The Hill | May 24, 2016 | Randall Luthi
Emboldened by the Obama Administration’s anti-oil and gas leasing decisions, extreme environmental groups have gained traction with the “Keep it in the Ground” campaign, demanding policies that would stop the extraction of fossil fuels from federal lands. Their argument — preventing fossil fuel extraction will prevent spills and the release of greenhouse gases — seems simple. But considering the tremendous benefits oil and natural gas provide, the result would be anything but simple.

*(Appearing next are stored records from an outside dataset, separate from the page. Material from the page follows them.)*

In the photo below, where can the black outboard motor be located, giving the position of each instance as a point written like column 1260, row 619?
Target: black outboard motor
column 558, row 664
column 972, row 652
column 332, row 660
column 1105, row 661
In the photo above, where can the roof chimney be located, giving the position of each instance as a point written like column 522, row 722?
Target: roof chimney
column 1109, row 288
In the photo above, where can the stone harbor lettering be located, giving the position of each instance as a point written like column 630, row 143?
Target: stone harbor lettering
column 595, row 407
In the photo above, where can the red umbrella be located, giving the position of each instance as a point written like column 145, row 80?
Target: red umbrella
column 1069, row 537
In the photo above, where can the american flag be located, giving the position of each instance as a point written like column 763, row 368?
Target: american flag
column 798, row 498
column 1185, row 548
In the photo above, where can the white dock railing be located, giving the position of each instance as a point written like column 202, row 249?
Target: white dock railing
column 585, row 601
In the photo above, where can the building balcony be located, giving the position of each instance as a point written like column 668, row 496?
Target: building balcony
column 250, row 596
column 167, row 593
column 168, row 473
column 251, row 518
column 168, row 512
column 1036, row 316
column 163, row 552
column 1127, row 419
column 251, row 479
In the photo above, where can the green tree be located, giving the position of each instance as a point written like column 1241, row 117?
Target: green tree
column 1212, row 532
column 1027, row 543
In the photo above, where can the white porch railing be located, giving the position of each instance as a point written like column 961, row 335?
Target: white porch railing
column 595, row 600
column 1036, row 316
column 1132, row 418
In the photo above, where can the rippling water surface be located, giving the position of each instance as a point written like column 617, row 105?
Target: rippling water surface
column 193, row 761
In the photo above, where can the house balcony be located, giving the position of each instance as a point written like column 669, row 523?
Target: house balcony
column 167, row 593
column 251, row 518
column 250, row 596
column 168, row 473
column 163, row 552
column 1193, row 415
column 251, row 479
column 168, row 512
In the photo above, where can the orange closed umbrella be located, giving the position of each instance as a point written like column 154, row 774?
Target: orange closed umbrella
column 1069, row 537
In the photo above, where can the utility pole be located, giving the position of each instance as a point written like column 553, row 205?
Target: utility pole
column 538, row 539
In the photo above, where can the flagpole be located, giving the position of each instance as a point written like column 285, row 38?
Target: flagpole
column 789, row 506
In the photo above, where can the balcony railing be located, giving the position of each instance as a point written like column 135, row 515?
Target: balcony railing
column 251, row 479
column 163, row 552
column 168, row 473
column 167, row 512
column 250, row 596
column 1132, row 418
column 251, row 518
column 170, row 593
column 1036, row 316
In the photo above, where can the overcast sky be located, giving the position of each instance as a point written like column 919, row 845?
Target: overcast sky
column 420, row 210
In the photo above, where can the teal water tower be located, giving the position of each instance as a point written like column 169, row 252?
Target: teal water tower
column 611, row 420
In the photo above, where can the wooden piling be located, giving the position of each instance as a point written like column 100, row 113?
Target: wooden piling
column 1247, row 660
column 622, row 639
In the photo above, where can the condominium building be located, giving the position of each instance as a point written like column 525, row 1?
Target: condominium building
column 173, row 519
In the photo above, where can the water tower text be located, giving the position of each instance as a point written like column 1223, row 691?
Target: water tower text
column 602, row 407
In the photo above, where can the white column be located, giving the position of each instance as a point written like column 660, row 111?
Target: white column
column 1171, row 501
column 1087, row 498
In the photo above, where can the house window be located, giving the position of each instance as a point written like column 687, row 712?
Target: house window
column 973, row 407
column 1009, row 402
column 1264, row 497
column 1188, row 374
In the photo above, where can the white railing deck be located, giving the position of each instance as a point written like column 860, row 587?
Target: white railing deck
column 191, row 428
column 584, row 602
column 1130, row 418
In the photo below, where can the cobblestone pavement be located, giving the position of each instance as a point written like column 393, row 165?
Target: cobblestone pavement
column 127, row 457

“Keep it in the Ground” will diminish the energy security, opportunity and freedom that fossil fuels make possible. Affordable energy powers our economy and provides jobs and opportunity. Fossil fuels provide energy to heat and cool our homes, cook our food, run our businesses, and operate planes, trains, automobiles and boats. Modern devices, life-saving medical equipment, clothing, eye-glasses, carpeting, roads, and even the roofs over our heads are all made with petroleum based components. American consumers should carefully consider the sweeping ramifications of Keep it in the Ground:
The end of U.S. energy leadership. Without federal production, the U.S. will no longer be as energy self-sufficient. In 2014 and 2015, the U.S. produced about 88% of its energy needs. Federal lands, onshore and offshore, yielded 23% of U.S. fossil fuel production. Next year, federal offshore areas alone are expected to yield about 20% of our domestic oil. State and private development will not be enough to prevent the U.S. from losing its energy leadership position.
The recently gained benefits of U.S. oil exports will also be greatly diminished, if not extinguished. Our oil imports will increase if Keep it in the Ground succeeds, undermining U.S. leadership and returning us to reliance on imports from countries that do not support our policies. Friendly Canada will gladly increase fossil fuel exports to the U.S., but we will also import fossil fuels from unfriendly Venezuela, Russia and countries in the Middle East.